Combining radiomics and deep convolutional neural network features from preoperative MRI for predicting clinically relevant genetic biomarkers in glioblastoma.

Background: Glioblastoma is the most common primary brain malignancy, yet treatment options are limited, and prognosis remains guarded. Individualized tumor genetic assessment has become important for accurate prognosis and for guiding emerging targeted therapies. However, challenges remain for widespread tumor genetic testing due to costs and the need for tissue sampling. The aim of this study is to evaluate a novel artificial intelligence method for predicting clinically relevant genetic biomarkers from preoperative brain MRI in patients with glioblastoma. Methods: We retrospectively analyzed preoperative MRI data from 400 patients with glioblastoma, IDH-wildtype or WHO grade 4 astrocytoma, IDH mutant who underwent resection and genetic testing. Nine genetic biomarkers were assessed: hotspot mutations of IDH1 or TERT promoter, pathogenic mutations of TP53, PTEN, ATRX, or CDKN2A/B, MGMT promoter methylation, EGFR amplification, and combined aneuploidy of chromosomes 7 and 10. Models were developed to predict biomarker status from MRI data using radiomics features, convolutional neural network (CNN) features, and a combination of both.

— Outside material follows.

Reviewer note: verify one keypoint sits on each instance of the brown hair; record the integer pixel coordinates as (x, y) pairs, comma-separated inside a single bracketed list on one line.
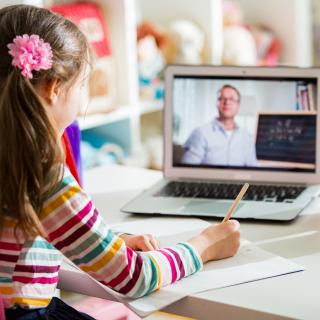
[(30, 150), (226, 86)]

Results: Combined model performance was good for IDH1 and TERT promoter hotspot mutations, pathogenic mutations of ATRX and CDKN2A/B, and combined aneuploidy of chromosomes 7 and 10, with receiver operating characteristic area under the curve (ROC AUC) >0.85 and was fair for all other tested biomarkers with ROC AUC >0.7. Combined model performance was statistically superior to individual radiomics and CNN feature models for prediction chromosome 7 and 10 aneuploidy, MGMT promoter methylation, and PTEN mutation. Conclusions: Combining radiomics and CNN features from preoperative MRI yields improved noninvasive genetic biomarker prediction performance in patients with WHO grade 4 diffuse astrocytic gliomas.